EDITORIAL – January 2023 – XI’S WISE VOLTE-FACE
Xi’s wise volte-face
Beijing’s dramatic U-turn on its Zero Covid policy lays down a historic marker in the current rivalry between authoritarianism and democracy.
Together with China, resource-rich Russia and Islamic Iran lead the authoritarian debate, and how each deals with its single issue current challenge may prove pivotal to its future.
China’s big test is Covid, Russia has Ukraine, while Iran is stalled by protests against repressive Islam.
And Beijing’s intelligent reversal on Zero Covid may well have placed it a clever step ahead of its lacklustre counterparts.
The Covid trigger came in late November when a fire in the city of Urumqi killed at least ten people because lockdown barricades prevented residents from leaving their homes.
‘If it’s not me this time, it could be me next time,’ ran one social media post that went viral.
In key cities, people broke restrictions to step out of their homes and demand an end to a policy whereby a single test result could halt the lives of millions, condemning them to be cooped up indefinitely in their apartments.
Lines of police and Covid teams in galactic white suits fuelled wider thoughts about whether the unaccountable Chinese Communist Party was still the right mechanism to govern their lives.
Many held up pieces of blank white paper, protesting wordlessly against censorship. Some went further with slogans such as, ‘We don’t want COVID tests! We want freedom!’ They understood that, with its surveillance cameras and tracking technology, the government could mark their troublesome identities for life. Yet for them, the risk was worth it.
We may never know the discussions within President Xi Jinping’s inner circle that led to the sudden lifting of restrictions.
Xi himself had only recently won an unprecedented third term and is described by many as the most powerful Chinese leader since Mao Zedong. China’s current leader would be all too aware of the phrase associated both with Mao and his reforming successor Deng Xiao-ping: ‘If you open the window for fresh air, you have to expect some flies to blow in.’
Mao wanted to stop the flies, hence the catastrophic Cultural Revolution.
Deng, however, saw them as an inevitability to be tolerated or exploited, hence the wealth and super-power status that China enjoys today.
Flies surrounding the Covid policy included an awareness of a weakening economy, 460,000 businesses closed in the first quarter of 2022, and youth unemployment at nearly 20 percent.
On the plus side, China’s Covid deaths of four per million of the population was laudable against America’s more than 3,300 per million.
Yet, sealed inside their apartments, citizens could log onto websites and see the outside world with its bustling streets, packed restaurants, beaches and people out enjoying themselves.
They began asking why Chinese scientists had failed to produce a vaccine as effective as those in the West. And why was the government imprisoning its people?
Local protests in China are not uncommon. But this is the first time since the 1989 democracy uprising that citizens have rallied against a national policy and persuaded the government to change course.
Zero Covid had appeared to be written in stone because, as recently as October, Xi had told the 20th Party Congress, ‘We must resolutely stick to dynamic Zero Covid without wavering.’
The official U-turn line was that the government ended lockdown because the latest Covid strain was less lethal than earlier ones. As a result, protests dampened. People went out. Stability returned.
Xi’s U-turn was not without risks, including overwhelming China’s creaking health infrastructure. Covid rates immediately soared with estimates of deaths over the next year going from less than 6,000 to a million.
There is also a reputational risk because strong rulers are meant to chart their own course, irrespective of confrontational opposition. They certainly are not meant to flip-flop. That is the point of authoritarianism.
In contrast, Xi’s fellow Russian and Iranian authoritarians have shown little flexibility in dealing with dissent. Their iron fists remain rigid while more and more citizens question the legitimacy of their corrupt regimes, which is precisely what Xi needed to avoid.
Whatever their long-term national vision, the more hard line Chinese protestors would now be wise to hunker down and wait. Having conceded on this single issue, any continuing challenges to the government will almost certainly be quelled by unstoppable force.
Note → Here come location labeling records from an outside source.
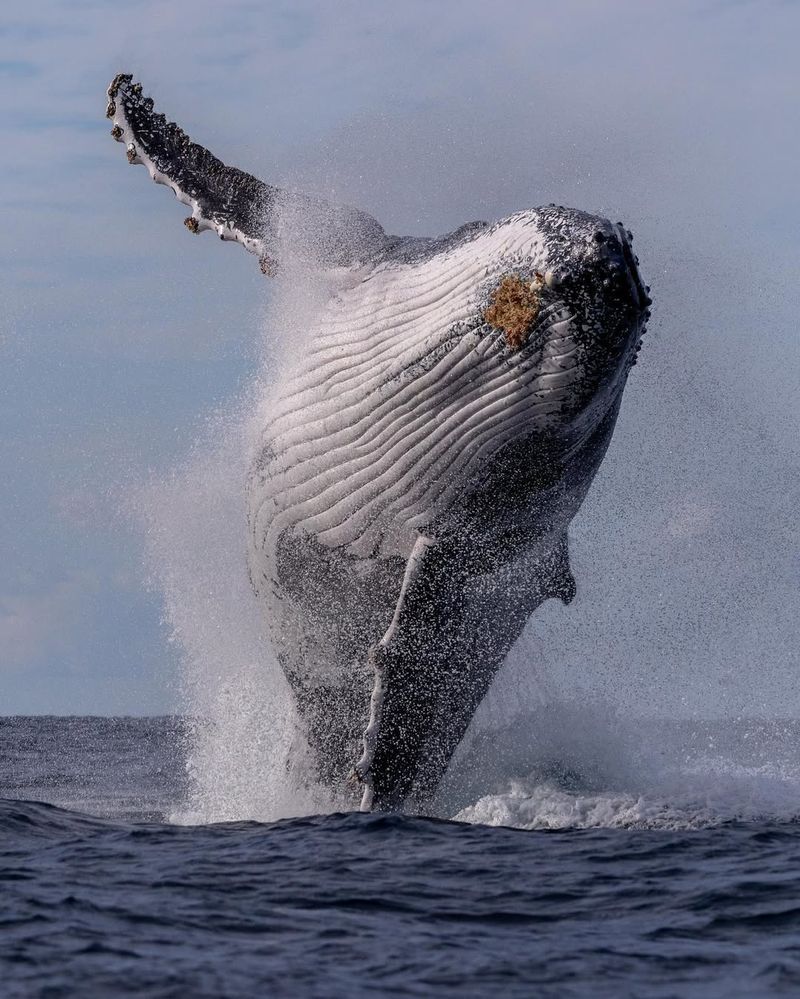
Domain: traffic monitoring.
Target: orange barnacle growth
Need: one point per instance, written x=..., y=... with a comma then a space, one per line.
x=513, y=308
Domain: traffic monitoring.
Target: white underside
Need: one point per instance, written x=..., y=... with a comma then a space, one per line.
x=371, y=443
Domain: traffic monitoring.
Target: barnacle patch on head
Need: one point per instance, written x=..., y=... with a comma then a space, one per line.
x=513, y=307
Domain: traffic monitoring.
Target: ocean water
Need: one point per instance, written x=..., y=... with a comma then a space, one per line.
x=687, y=884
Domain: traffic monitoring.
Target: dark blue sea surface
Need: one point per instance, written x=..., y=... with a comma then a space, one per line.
x=101, y=896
At the same time, Xi should begin to accept that citizens of an affluent, educated society want a formal, trusted pact with their government. As China modernises, more people will seek mechanisms through which their views can be aired.
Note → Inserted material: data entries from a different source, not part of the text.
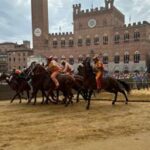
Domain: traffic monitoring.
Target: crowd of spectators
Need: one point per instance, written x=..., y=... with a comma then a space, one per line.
x=137, y=80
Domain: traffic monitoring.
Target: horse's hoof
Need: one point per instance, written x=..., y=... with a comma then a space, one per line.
x=87, y=108
x=113, y=103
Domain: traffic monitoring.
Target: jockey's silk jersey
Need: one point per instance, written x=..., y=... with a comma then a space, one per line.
x=17, y=71
x=99, y=66
x=68, y=68
x=54, y=66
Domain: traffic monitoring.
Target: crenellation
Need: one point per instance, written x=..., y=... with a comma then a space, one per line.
x=92, y=10
x=87, y=10
x=134, y=23
x=129, y=25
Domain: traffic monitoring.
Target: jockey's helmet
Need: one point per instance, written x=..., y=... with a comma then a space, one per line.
x=95, y=57
x=50, y=58
x=63, y=62
x=17, y=71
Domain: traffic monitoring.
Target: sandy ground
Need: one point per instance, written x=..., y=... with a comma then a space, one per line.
x=55, y=127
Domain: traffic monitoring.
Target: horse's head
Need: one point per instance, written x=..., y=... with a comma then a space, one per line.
x=38, y=69
x=4, y=76
x=88, y=67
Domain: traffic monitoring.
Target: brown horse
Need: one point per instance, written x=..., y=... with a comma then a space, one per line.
x=109, y=84
x=41, y=80
x=16, y=84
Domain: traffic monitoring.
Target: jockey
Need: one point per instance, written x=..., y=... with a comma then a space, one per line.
x=67, y=68
x=54, y=68
x=99, y=68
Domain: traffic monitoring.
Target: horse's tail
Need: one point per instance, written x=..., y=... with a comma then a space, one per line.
x=125, y=85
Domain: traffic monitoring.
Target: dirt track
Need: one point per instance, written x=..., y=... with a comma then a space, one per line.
x=54, y=127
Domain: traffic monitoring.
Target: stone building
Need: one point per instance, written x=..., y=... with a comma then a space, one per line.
x=14, y=56
x=99, y=31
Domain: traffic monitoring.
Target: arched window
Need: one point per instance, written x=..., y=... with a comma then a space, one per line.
x=80, y=58
x=71, y=42
x=137, y=57
x=136, y=35
x=71, y=59
x=96, y=40
x=55, y=43
x=80, y=42
x=117, y=58
x=126, y=58
x=88, y=41
x=63, y=43
x=105, y=39
x=117, y=38
x=105, y=58
x=126, y=36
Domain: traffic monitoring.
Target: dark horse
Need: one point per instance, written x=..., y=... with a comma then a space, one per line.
x=18, y=85
x=109, y=84
x=41, y=81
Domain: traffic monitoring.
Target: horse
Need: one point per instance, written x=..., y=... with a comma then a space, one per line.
x=109, y=84
x=41, y=80
x=16, y=84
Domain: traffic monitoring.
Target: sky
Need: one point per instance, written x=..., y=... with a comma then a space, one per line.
x=15, y=16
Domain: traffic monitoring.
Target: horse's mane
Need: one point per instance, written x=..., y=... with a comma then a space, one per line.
x=88, y=68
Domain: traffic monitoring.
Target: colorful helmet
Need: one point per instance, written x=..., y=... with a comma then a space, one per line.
x=95, y=57
x=17, y=71
x=50, y=58
x=63, y=57
x=63, y=62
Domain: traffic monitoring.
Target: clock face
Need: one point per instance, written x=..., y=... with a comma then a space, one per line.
x=92, y=23
x=37, y=32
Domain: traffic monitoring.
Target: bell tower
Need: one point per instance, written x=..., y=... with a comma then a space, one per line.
x=39, y=9
x=109, y=4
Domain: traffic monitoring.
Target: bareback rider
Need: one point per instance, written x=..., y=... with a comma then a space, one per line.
x=99, y=68
x=67, y=68
x=54, y=68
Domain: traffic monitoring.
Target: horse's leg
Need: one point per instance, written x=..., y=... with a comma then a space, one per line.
x=19, y=98
x=14, y=97
x=32, y=95
x=35, y=97
x=89, y=99
x=77, y=99
x=125, y=95
x=115, y=99
x=42, y=97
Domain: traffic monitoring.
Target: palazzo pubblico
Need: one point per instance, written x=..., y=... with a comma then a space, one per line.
x=100, y=31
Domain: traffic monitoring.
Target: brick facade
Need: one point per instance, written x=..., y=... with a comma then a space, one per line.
x=14, y=56
x=99, y=31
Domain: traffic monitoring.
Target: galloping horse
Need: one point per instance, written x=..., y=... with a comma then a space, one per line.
x=109, y=84
x=16, y=84
x=41, y=81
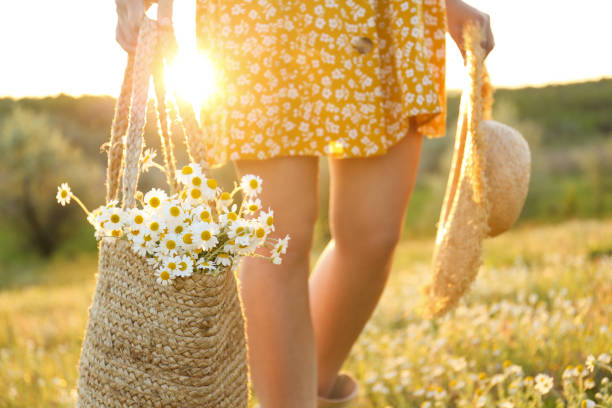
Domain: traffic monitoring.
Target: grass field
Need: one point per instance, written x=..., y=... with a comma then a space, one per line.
x=539, y=312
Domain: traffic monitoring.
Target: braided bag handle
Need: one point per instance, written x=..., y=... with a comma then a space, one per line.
x=154, y=45
x=475, y=105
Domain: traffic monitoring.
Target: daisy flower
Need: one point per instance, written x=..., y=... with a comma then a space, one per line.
x=205, y=265
x=115, y=219
x=251, y=206
x=267, y=220
x=201, y=213
x=230, y=246
x=168, y=244
x=210, y=188
x=63, y=194
x=205, y=234
x=224, y=259
x=250, y=185
x=173, y=213
x=281, y=246
x=225, y=200
x=154, y=199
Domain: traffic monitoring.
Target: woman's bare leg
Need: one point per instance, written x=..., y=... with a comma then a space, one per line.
x=368, y=201
x=280, y=336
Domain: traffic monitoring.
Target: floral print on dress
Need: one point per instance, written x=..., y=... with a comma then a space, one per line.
x=321, y=77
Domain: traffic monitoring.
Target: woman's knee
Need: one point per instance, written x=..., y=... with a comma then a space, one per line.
x=370, y=241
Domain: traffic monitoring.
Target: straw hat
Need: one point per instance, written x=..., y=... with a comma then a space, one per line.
x=486, y=189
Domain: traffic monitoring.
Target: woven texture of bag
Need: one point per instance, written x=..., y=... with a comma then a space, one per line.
x=148, y=345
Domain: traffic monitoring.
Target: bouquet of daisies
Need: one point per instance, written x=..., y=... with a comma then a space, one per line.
x=199, y=229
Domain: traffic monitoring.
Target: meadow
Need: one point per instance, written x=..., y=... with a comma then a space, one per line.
x=534, y=331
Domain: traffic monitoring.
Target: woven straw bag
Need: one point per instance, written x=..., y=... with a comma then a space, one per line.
x=148, y=345
x=486, y=190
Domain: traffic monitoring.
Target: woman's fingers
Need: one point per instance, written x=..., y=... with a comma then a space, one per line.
x=129, y=17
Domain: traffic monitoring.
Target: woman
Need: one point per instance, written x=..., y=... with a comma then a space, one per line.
x=361, y=82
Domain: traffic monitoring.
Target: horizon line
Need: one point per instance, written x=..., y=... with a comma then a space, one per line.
x=448, y=90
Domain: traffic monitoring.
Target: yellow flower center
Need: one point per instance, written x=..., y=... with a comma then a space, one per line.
x=211, y=183
x=196, y=193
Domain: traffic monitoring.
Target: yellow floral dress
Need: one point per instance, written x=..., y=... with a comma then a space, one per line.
x=321, y=77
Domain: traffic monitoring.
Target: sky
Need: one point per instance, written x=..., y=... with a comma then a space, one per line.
x=68, y=46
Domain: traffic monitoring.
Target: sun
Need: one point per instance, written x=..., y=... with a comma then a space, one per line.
x=193, y=76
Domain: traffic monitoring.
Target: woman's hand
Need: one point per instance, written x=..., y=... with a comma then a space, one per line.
x=459, y=15
x=129, y=17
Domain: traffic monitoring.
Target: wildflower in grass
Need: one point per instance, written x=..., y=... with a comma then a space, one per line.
x=63, y=194
x=543, y=383
x=205, y=234
x=590, y=362
x=154, y=200
x=201, y=213
x=250, y=185
x=587, y=403
x=604, y=358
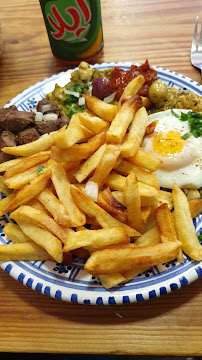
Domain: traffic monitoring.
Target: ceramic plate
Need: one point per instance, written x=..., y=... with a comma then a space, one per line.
x=71, y=282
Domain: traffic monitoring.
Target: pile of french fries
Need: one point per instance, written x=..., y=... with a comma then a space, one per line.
x=89, y=191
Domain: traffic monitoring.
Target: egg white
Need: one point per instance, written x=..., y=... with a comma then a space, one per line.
x=183, y=168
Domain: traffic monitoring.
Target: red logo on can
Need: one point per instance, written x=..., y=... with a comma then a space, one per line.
x=69, y=24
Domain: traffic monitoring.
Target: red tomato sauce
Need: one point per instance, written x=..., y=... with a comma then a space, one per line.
x=120, y=78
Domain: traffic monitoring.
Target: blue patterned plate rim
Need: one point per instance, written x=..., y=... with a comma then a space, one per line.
x=71, y=283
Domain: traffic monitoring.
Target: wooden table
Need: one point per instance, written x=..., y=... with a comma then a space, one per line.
x=29, y=322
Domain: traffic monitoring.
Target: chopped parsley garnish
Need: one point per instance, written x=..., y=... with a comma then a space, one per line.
x=200, y=237
x=75, y=108
x=39, y=169
x=77, y=88
x=195, y=122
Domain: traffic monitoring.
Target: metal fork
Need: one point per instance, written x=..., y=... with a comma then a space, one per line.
x=196, y=56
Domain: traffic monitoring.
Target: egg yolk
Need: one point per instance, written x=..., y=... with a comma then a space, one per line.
x=168, y=144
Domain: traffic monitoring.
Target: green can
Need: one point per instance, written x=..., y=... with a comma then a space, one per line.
x=74, y=28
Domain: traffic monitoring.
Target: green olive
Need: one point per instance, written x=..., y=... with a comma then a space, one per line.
x=157, y=91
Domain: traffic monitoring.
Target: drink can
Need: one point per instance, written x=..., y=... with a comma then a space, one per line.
x=74, y=28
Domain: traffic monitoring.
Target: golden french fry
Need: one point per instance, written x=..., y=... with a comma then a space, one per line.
x=4, y=202
x=8, y=164
x=122, y=120
x=150, y=237
x=41, y=144
x=19, y=180
x=195, y=207
x=27, y=163
x=100, y=108
x=184, y=225
x=55, y=207
x=74, y=133
x=95, y=211
x=165, y=223
x=43, y=238
x=23, y=252
x=90, y=164
x=62, y=187
x=146, y=102
x=106, y=164
x=81, y=253
x=132, y=201
x=145, y=160
x=122, y=258
x=15, y=234
x=132, y=88
x=136, y=133
x=165, y=197
x=126, y=168
x=28, y=192
x=145, y=213
x=3, y=187
x=92, y=122
x=96, y=239
x=192, y=194
x=36, y=204
x=78, y=151
x=37, y=217
x=108, y=202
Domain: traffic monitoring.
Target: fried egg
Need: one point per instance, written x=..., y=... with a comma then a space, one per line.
x=181, y=159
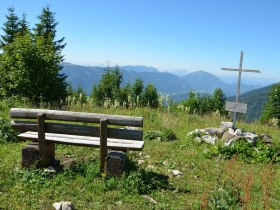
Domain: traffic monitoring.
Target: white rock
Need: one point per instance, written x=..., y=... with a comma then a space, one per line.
x=209, y=139
x=226, y=124
x=58, y=205
x=250, y=136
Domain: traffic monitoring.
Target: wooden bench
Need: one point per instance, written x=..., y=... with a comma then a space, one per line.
x=48, y=127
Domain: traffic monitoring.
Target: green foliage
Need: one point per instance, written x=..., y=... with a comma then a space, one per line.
x=150, y=96
x=7, y=134
x=108, y=87
x=250, y=153
x=110, y=93
x=30, y=66
x=272, y=106
x=46, y=28
x=169, y=135
x=152, y=134
x=11, y=28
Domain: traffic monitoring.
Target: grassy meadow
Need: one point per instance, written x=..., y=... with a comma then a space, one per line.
x=208, y=180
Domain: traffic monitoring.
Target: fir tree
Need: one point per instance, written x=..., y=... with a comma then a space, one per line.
x=11, y=28
x=150, y=96
x=272, y=106
x=23, y=26
x=47, y=28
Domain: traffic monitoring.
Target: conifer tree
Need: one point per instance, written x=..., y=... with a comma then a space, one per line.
x=23, y=26
x=11, y=28
x=47, y=28
x=150, y=96
x=30, y=67
x=272, y=106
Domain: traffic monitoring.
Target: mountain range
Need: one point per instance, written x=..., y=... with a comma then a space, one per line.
x=255, y=101
x=165, y=82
Grass roots frustration can spread out of control like a prairie fire. A more reliable way to govern is to channel those voices with debate and the ballot box.
Through uprisings and war, the West has learned the same over the centuries and now call sits system of governance democracy.
The reversal of Zero Covid may mark the start of China charting the same course. It, too, may take centuries but, hopefully, without the levels of violence experienced by the West.